I'll try to elaborate a little, as I see now that while trying to be brief (I was typing it out on my phone), I think I probably succeeded better at coming across as somewhat arrogant than to explain my reasoning - which was not my intent at all.
So - if a power cord is sufficiently dimensioned to handle the maximum current drawn by the device powered by it, it is good.
In the case of Norwegian rules, 16A mandates 2.5 square millimeters (Approx. AWG13) in permanent installations. This cross section is deemed sufficient to conduct 16A continously without leading to excessive heating of the conductors.
Power cords would normally be somewhat less generously dimensioned, as they are not required to carry the rated current (16A in this case) contionusly - so the cord feeding my power amp (rated at 2*55W into 8ohms) is 3*1,5sqmm (AWG15.5). This would translate into an ohmic resistance of some .02ohms or so for 1.5m/5ft of cord - in turn causing a voltage drop of some 1/3 of a volt or so when the cord is run flat out (16A) as compared to the no-load voltage.

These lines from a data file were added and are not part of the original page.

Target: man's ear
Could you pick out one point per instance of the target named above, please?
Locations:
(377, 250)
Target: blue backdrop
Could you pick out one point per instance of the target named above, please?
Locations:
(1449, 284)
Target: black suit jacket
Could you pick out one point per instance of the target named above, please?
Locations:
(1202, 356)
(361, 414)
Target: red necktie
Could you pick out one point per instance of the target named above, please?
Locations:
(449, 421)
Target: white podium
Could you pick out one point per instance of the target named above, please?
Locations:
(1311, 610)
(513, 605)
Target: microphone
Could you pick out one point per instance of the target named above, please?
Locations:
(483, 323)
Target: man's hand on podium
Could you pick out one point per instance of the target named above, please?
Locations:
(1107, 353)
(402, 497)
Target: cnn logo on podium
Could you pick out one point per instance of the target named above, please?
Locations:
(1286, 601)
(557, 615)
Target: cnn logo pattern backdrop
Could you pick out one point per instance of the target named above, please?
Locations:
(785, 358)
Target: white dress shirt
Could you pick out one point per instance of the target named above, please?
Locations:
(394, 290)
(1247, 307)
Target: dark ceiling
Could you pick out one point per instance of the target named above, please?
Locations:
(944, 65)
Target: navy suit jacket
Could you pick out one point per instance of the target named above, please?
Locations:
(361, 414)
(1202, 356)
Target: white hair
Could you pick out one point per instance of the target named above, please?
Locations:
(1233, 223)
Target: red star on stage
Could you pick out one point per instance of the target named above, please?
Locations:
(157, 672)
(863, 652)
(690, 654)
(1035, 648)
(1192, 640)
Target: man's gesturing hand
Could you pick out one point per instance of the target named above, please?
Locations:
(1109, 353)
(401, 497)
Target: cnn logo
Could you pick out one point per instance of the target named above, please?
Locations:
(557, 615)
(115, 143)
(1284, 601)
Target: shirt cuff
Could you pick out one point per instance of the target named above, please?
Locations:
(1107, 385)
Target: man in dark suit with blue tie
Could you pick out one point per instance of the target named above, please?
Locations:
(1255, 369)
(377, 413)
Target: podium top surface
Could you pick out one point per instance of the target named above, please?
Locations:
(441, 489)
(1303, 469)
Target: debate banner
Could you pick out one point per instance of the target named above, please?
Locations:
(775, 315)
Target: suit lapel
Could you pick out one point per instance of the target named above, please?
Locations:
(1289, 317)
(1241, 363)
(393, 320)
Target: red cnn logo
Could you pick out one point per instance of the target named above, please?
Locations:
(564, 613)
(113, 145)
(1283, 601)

This voltage fluctuation should pose no problem at all to a power supply.
(Not that the amp is capable of drawing more than a fraction of this current - but anyway, the cord is sufficiently dimensioned.)
I don't know the capacitance of the wire, but at 50Hz it is a safe bet that the contributed reactance is negligible.
Those two factors aside - voltage drop because of inadequately sized wiring/heat generation because of cord impedance - I really cannot see any other challenges for a power cord.
If loads of (electrical) noise is piggybacking on the desired mains supply, it is easily handled by the power supply; if not, a mains filter might be advisable; if I were to buy one, I suspect going to a reputable dealer like RS Components, Farnell or similar would provide better bang/buck than a hi-fi dealer.
Anyway - if I were to determine whether I needed any kind of power conditioner/mains filter, it would be most useful to look at the DC output from the amp's power supply; if there are no noise transients present, any noise on the AC side probably wouldn't affect the sound. This is what power supplies do.
So, to wrap it up - I am quite convinced that if swapping power cords causes audible effects, further investigation will show that one of the cords (at least) were not up to code.